Brendan M.: The article was basically trying to defend these people. Whether you do some of these things or not or you consider yourself to be FIRE or not, you hear about it often and then you hear about people who are, for lack of a better word, just like haters on it. And I don’t see any reason why because basically the gist of what these people are trying to do is save to an extent and lead a lifestyle that allows them to hang it up from the regular corporate job or the regular nine to five, and lead a life that they enjoy more. And maybe that means they’re frugal, obviously that word’s relative, but they lead a frugal lifestyle and maybe have some kind of a small business of their own that they do to bring in some money and then they also rely upon investments to throw off the money that they need.
And this is feasible for some people and for others it’s not.
Tom Mullooly: Right. I think most of these fire people that you read about, they’re extremely goal oriented and they got started early on saving, but they have lower thresholds than a lot of people would have for saving for retirement. Most times when you talk to someone about saving for retirement, you ask them how much did you have in mind or how much do you want to have for retirement? Very few people have a specific number, unless they’re a year away from retirement and they’re like, “I want to have $1 million.” But most people in their 30s, 40s, and even into their 50s are like, “I just want to save as much as I can for retirement.” They don’t actually have a goal.
And so you meet or read some of these FIRE folks and they’re like, “Hey, you know what? I saved 50% of my income or some big percentage of it from the time I started working out of college at 21 or 22 and I had enough money to live on when I was 37. And so I stopped my job and I started doing what I want to do.” Now a lot of these folks, they stopped doing their “job” and then started doing what they wanted because they would prefer to do something more fun or …

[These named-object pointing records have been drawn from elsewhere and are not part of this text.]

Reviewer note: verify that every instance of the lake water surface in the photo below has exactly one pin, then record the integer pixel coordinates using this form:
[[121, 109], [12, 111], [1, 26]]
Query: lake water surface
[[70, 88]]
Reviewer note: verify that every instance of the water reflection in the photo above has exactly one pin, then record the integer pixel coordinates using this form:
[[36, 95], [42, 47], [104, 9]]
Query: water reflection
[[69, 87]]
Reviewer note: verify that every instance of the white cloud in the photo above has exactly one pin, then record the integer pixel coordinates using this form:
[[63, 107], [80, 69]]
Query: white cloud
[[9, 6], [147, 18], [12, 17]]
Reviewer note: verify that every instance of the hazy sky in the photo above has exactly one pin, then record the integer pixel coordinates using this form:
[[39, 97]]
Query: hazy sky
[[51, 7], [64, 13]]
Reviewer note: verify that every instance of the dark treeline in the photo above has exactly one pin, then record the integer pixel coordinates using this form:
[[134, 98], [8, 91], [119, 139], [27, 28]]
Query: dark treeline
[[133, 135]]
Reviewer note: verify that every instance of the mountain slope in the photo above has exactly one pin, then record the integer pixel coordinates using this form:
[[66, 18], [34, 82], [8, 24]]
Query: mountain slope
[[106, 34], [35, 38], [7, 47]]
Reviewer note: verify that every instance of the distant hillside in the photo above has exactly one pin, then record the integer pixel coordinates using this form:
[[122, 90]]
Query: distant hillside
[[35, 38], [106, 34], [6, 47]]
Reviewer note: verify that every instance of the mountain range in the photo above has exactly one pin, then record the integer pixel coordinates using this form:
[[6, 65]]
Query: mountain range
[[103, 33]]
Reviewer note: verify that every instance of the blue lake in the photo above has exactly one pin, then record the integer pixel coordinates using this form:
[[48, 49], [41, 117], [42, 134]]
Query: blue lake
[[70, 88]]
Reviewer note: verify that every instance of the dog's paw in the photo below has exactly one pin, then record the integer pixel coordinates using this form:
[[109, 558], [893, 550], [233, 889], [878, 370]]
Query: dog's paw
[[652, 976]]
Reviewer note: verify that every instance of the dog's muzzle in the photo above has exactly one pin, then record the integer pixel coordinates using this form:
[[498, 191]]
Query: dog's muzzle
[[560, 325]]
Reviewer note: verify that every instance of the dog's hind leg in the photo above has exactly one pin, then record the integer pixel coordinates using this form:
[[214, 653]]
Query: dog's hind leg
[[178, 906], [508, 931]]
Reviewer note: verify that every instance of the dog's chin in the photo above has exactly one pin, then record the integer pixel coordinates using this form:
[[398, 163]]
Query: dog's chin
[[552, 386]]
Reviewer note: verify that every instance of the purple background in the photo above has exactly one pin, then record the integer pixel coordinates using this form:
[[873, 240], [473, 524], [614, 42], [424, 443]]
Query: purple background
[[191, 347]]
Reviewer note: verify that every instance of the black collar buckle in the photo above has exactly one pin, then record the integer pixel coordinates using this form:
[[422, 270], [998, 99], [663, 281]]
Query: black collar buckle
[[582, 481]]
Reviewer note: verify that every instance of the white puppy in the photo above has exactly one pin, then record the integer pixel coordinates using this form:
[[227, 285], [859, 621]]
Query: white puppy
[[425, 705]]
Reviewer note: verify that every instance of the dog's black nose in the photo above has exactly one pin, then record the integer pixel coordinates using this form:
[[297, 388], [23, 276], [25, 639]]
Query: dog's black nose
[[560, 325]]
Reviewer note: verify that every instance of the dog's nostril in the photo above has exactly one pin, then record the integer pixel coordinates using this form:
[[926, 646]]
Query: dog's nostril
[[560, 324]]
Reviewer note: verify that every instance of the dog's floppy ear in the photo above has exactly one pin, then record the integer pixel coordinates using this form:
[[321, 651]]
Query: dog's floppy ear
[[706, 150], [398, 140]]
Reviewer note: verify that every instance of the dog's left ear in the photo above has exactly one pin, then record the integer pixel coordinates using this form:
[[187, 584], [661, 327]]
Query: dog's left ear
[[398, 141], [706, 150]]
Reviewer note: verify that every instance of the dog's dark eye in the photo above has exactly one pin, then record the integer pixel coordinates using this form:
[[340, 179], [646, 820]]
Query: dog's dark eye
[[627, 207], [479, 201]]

Brendan M.: More fun or flexible and maybe it means a lower salary, but it doesn’t mean no salary. And that was one of the points in here is that you’re doing something maybe that’s more enjoyable, but you don’t get paid as much for. Supplementing that with what you’ve managed to save when you were earning a higher salary. I mean that kind of sounds like the notion of just regular old retirement for some people who are getting to that point in their lives now, whether they’re doing so because their investments aren’t enough to support where they’re at right now in terms of covering all of the costs they have, or because they’ve reached retirement age and they were tired of what they were doing or were just ready to move on. But that doesn’t mean that they want to sit around on the couch all day.
Tom Mullooly: That’s right.
Brendan M.: They maybe want to have something going on a couple of days a week or four. Maybe it’s full time, but it’s just different.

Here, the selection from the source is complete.